Summer’s heat, dust, and stop-and-go traffic, will take their toll on your vehicle.
- Air Conditioning – A marginally operating system will fail in hot weather. Have the system examined by a qualified technician. Newer models have cabin air filters that clean the air entering the heating and air conditioning system. Check your owner’s manual replacement interval.
- Cooling System – The greatest cause of summer breakdowns is overheating. The cooling system should be completely flushed and refilled about every 24 months.
- Oil – Change your oil and oil filter as specified in your manual.
- Engine Performance – Replace filters (air, fuel, PCV, cabin etc.) as recommended-more often in dusty conditions.
- Windshield Wipers-Replace worn blades.
- Lights – Inspect all lights.
- Tires – Have your tires rotated about every 5,000 miles. Check tire pressures once a month; check them while they’re cold before driving for any distance. Don’t forget to check you’re spare as well and be sure the jack is in good condition.
- Brakes – Brakes should be inspected as recommended in your manual, or sooner if you notice pulsations, grabbing, noises, or longer stopping distance. Minor brake problems should be corrected promptly.
- Battery – Batteries can fail any time of year. The only accurate way to detect a weak battery is with professional equipment.
- Emergencies – Carry some basic tools-ask a technician for suggestions. Also include a first aid kit, flares, and a flashlight.
Car care is definitely a win-win situation. A properly maintained and operated vehicle will run more efficiently, will be safer, and will last longer-up to 50% longer, according to a survey of ASE-certified Master Auto Technicians. The following tips should put you on the road to conscious car care.

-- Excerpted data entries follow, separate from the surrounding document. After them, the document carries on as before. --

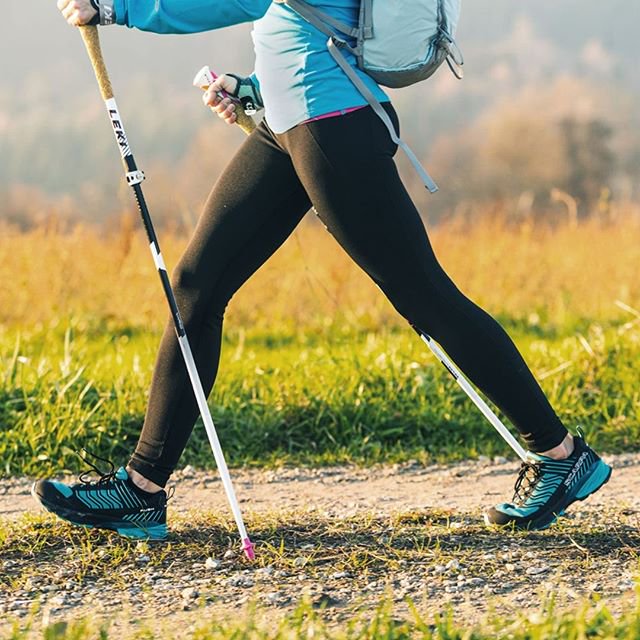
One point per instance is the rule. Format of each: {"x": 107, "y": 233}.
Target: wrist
{"x": 248, "y": 93}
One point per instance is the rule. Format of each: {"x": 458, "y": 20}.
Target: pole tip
{"x": 248, "y": 548}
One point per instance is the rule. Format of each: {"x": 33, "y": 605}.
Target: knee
{"x": 424, "y": 302}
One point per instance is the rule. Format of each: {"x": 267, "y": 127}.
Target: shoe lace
{"x": 104, "y": 477}
{"x": 526, "y": 482}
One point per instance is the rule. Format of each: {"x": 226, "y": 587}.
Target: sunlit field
{"x": 317, "y": 365}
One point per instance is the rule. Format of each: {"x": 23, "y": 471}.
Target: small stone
{"x": 188, "y": 471}
{"x": 536, "y": 571}
{"x": 189, "y": 593}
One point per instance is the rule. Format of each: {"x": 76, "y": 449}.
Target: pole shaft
{"x": 134, "y": 178}
{"x": 473, "y": 395}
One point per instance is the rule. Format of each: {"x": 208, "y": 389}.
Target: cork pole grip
{"x": 92, "y": 42}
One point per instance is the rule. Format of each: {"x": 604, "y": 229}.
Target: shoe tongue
{"x": 121, "y": 474}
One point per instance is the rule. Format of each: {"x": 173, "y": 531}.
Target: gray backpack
{"x": 397, "y": 42}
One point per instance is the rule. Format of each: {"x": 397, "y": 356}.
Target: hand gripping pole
{"x": 134, "y": 178}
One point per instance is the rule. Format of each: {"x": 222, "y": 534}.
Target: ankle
{"x": 562, "y": 451}
{"x": 143, "y": 483}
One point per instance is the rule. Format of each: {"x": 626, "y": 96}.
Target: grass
{"x": 317, "y": 368}
{"x": 381, "y": 624}
{"x": 374, "y": 555}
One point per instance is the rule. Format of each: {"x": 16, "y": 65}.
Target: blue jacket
{"x": 298, "y": 78}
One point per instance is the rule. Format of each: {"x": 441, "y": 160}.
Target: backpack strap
{"x": 366, "y": 7}
{"x": 334, "y": 46}
{"x": 320, "y": 19}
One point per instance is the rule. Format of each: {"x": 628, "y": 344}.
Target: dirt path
{"x": 343, "y": 491}
{"x": 329, "y": 516}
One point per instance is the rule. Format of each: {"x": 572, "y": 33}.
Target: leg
{"x": 252, "y": 209}
{"x": 346, "y": 165}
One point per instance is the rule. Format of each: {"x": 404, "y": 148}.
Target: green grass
{"x": 285, "y": 396}
{"x": 368, "y": 548}
{"x": 380, "y": 624}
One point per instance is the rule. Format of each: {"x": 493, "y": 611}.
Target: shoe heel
{"x": 598, "y": 476}
{"x": 153, "y": 532}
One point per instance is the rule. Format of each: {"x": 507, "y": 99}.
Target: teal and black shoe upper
{"x": 546, "y": 487}
{"x": 110, "y": 502}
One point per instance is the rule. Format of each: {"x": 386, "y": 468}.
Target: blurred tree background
{"x": 545, "y": 123}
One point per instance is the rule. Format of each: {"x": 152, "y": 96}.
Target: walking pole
{"x": 134, "y": 178}
{"x": 203, "y": 79}
{"x": 471, "y": 392}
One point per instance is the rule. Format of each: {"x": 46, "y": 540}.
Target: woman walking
{"x": 319, "y": 145}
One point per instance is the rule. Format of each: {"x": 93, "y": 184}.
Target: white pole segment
{"x": 211, "y": 432}
{"x": 477, "y": 400}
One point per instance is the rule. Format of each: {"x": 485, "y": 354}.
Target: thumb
{"x": 225, "y": 83}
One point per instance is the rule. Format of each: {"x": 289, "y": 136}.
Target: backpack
{"x": 397, "y": 43}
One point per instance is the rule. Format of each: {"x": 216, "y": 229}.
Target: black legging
{"x": 344, "y": 167}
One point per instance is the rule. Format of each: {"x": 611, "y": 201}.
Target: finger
{"x": 68, "y": 10}
{"x": 221, "y": 107}
{"x": 211, "y": 98}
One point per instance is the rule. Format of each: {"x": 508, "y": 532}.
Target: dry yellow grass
{"x": 530, "y": 273}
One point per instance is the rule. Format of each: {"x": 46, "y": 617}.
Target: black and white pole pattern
{"x": 134, "y": 179}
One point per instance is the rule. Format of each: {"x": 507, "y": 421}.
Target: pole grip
{"x": 91, "y": 40}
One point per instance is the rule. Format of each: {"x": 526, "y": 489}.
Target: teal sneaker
{"x": 111, "y": 502}
{"x": 546, "y": 487}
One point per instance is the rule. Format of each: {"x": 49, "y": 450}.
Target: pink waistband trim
{"x": 333, "y": 114}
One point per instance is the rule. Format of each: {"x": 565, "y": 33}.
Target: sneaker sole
{"x": 597, "y": 477}
{"x": 126, "y": 529}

- Keep your engine tuned. Follow the service schedules listed in your owner’s manual. Replace filters and fluids as recommended.
- Check your tires for proper inflation.
- Keep your air conditioner in top condition and have it serviced only by an ASE certified technician, competent to handle/recycle refrigerants.
- Observe speed limits.
- Drive gently.
- Avoid excessive idling. Shut off the engine while waiting for friends and family.